Aucun chemin individuel ne peut être comparé et encore moins considéré comme supérieur ou inférieur à celui des autres. Tout humain a pour seule mission d’apprendre à aimer véritablement et ça commence en soi, ça s'exprime d'autant de façons qu'il y a d'individus. 
Ça commence en soi et ça s’arrête là. 
Aucun humain ne peut prétendre sauver les autres ni détenir La vérité. 
Même lorsqu’on parle de pleine conscience, c’est toujours relatif et limité ; ça reste une expérience temporaire, exceptionnelle. 
On tend vers cela mais tant qu’on est dans un corps humain, tant qu’on est sur terre, les choses se font progressivement et même une fois qu’on sera passé de l’autre côté du voile, l’évolution est infinie.

Notre individualité sur cette terre s’affirme par l’expression, la vibration qu’on porte, par nos choix et nos actes. Mais à mon sens nous n’avons pas à imposer notre vision aux autres. Le choix est individuel, intime, et il se fait vis à vis de la Source intérieure. 
Tout jugement envers soi ou envers l’autre est toujours subjectif et il est l’expression  de la peur, de l’ignorance. Ceci dit, c'est avant tout à moi-même que j'affirme cela afin de m'en souvenir à chaque instant.

Aimer véritablement s’apprend et cet apprentissage est sans fin. 
Quand on devient plus conscient de nos pensées, de nos émotions, de la paix que nous sommes profondément, si on est honnête envers soi, on est obligé d’admettre que la dualité intérieure est un réflexe automatique que seule la conscience divine peut absorber. 
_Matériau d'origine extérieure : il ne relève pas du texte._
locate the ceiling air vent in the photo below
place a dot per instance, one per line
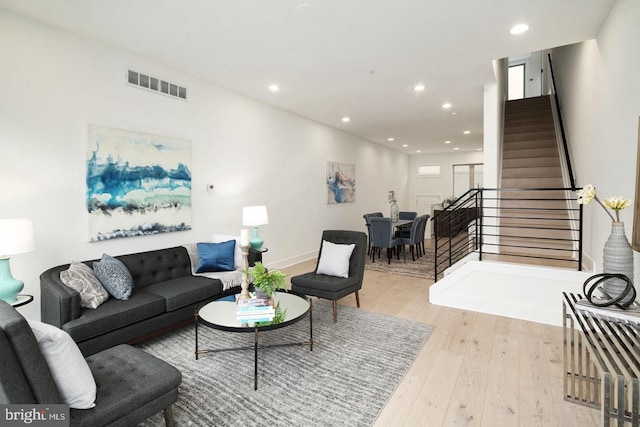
(157, 85)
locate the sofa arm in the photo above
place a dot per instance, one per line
(59, 304)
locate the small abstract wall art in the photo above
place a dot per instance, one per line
(137, 183)
(341, 182)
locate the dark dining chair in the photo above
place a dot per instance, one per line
(414, 237)
(407, 215)
(382, 237)
(366, 221)
(423, 228)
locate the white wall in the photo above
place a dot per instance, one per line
(54, 84)
(600, 93)
(438, 185)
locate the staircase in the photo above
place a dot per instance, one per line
(531, 160)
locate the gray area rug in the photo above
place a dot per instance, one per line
(355, 366)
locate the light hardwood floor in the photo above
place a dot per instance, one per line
(475, 369)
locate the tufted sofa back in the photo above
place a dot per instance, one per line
(157, 266)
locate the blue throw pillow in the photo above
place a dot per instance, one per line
(215, 256)
(114, 276)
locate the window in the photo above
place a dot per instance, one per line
(466, 177)
(516, 82)
(433, 170)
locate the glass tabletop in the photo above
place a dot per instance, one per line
(222, 314)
Seul le retour de plus en plus direct au centre de soi peut dissoudre cette dualité et les réactions qu’elle suscite. Ce n’est pas notre mental qui peut réaliser cela même si on comprend la puissance de l’amour et de la paix en soi. 
Le mental a pris l’habitude de diviser, de contrôler, de juger, de soupeser et de refouler ce qu’il considère comme négatif et il n’y a que le lâcher prise, l’acceptation de ce qui se manifeste en soi, dans l’instant, qui peut casser les réflexes conditionnés par la peur et l’ignorance. 
C’est aussi ce qui amène à être plus tolérant et humble face à la vie, aux évènements extérieurs. 
Plus on se confie à la source intérieure et plus on devient conscient de nos limites en tant qu'humain et du seul pouvoir qui est le nôtre, qui se situe dans le choix de suivre l’amour ou la peur. 




Notre état d’être et notre état d’esprit changent de sorte qu’on s’identifie de moins en moins aux jugements et réactions superficielles. L’amour véritable de soi ne se construit pas dans la comparaison avec les autres mais il se révèle dans cet abandon à l’amour lumière en soi.   
En prenant conscience de la guidance intérieure, on admet de plus en plus que cela veut dire aussi que la volonté humaine n’a d’autre choix que de s’aligner à la source intérieure.


Clef de sagesse 466, piochée à l’instant sur le site de Monique Mathieu :
« N’oubliez pas que vous-même vous pouvez éliminer énormément de ce que vous appelez fatigue de votre corps physique.
Vous pourrez également stabiliser de plus en plus votre centre émotionnel. 
Vous vivez beaucoup de difficultés parce que vous n’arrivez pas à vous relier suffisamment, donc vous êtes seul, coupé de l’essence divine à l’extérieur de vous et de l’essence divine à l’intérieur de vous. 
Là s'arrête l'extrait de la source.